Last Dragon Standing (Dragon Kin #4)(17)



“I don’t really—”

“Oh, come on. You must remember something. And I’ve always wondered what a Southland celebration is like. For instance, what was the human queen’s gown like?”

“Gown? I doubt she wore—”

“Doubt?” Ragnar asked. “Don’t you know?”

Gods. Did she just hiss at me? Yes! I think she just hissed at me!

“You didn’t go?” the Blue asked.

“Éibhear, I was quite busy. I didn’t have time.” The Blue’s eyes narrowed, and he studied his sister for a long, painful moment. “When was the last time you were home?”

“The Southlands are my home, Éibhear. And I’m always—”

“Don’t play with me, Keita. When was the last time you were at Garbhán Isle or Devenallt Mountain?”

“When you look at how long we live, time is such a transient thing.” Ragnar began to have an uneasy feeling, clearly remembering the look on the princess’s face when he’d released her. Not when she’d stabbed him with her tail—although that moment was etched into his memory until his last breath—but before that. When he’d told her the queen had offered nothing for her daughter’s safe return. True, royal anger eventually took over everything, but before that, he’d seen pain on her face. Acute pain.

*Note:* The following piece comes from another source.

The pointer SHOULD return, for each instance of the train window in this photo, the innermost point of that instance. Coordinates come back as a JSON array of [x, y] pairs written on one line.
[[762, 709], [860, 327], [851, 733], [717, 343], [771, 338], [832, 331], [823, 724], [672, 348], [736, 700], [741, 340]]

Having grown up with a father who enjoyed picking his other sons over “that weak, strange one” for important Horde business, Ragnar knew how much a careless action from a parent could hurt their offspring. He’d realized later that the queen had said such things because she’d known, as only a true witch could know, that Ragnar would never harm her daughter.

He’d never drag Keita off against her will. Not after what had happened to his own mother. Not after watching her trapped in a life she’d never wanted with only one wing and a dragon mate she detested. Ragnar had grown up under his mother’s avid protection, his father deciding early on that he loathed the hatchling who spent most of his days in books and learning.

She’d watched over Ragnar, raised him to think and reason while teaching him the Magickal arts and, finding a caring soul in Meinhard’s father, had asked the warrior to train her son without Olgeir’s knowledge. Ragnar owed his mother so much and was grateful to her for the very air he breathed, because without her, he wasn’t sure he’d have survived into his twentieth winter.

And although Ragnar used to think about going off by himself and living the life of a hermit dragon deep in the mountains near the Ice Lands, his mother’s words always stopped him. “You can’t live alone in this world, my son. You need your family. And one day, they will realize how much they need you.”

As always with his mother’s wisdom, her words were true for him, but they were even truer for Princess Keita. She adored her kin and had talked about them incessantly when they were bringing her back to the Southlands.

Mostly, she spoke of what her brothers would do to him when they got their claws on him, but Ragnar knew love when he heard it.

So the thought that Keita had cut herself off from her kin all this time because of that last discussion did not sit well with Ragnar at all.

Even now, she was still trying to wiggle out of returning to Dark Plains with them, and the Blue seemed to be buying into her half-truths. The boy simply didn’t know how to ask a direct question, which was a problem since his sister seemed quiet adept at sidestepping anything but direct questions.

So Ragnar asked the direct question himself, knowing he’d make her angry and not much caring since this would all be over soon enough, and he’d never see her again anyway. “Have you even seen your niece and nephew, Princess Keita?”

Grateful she had no real Magickal skills that could kill him at a distance, Ragnar met her glare and held it.

As he realized the truth, the Blue’s giant human head nearly exploded.

“You haven’t seen the twins? ”

“Éibhear—”

“At all? ”

“You’re being un—”

“What about Talaith’s daughter? Have you not seen her either?” The fight seemed to go out of her, her hatred for Ragnar alone, Keita stated, “I was planning to see them soon—when I have time.”

“You have time now.”

“Actually, I don’t.”

“Make some.”

“And if I don’t want to come home?”

“What does what you want have to do with family?”

“Oh, well, when you put it like that—”

“Good!”

“I was actually being sarcas—”

“Because I’d hate to drag you back there by your hair.”

“—tic,” she finished.

“So we’re all settled then?”

She let out a long, weary sigh. “It would seem so.”

“Good.” He suddenly walked off into the woods. “I’ll be right back.” Dark brown eyes seared Ragnar where he stood; then she marched off in the opposite direction from her brother.

Ragnar caught Vigholf’s attention and motioned for him to check the area. Meinhard went about getting more water for their trip, leaving Ragnar and the foreigner.

He faced the Eastlander, completely unclear on the relationship this strange-looking dragon had with the royal.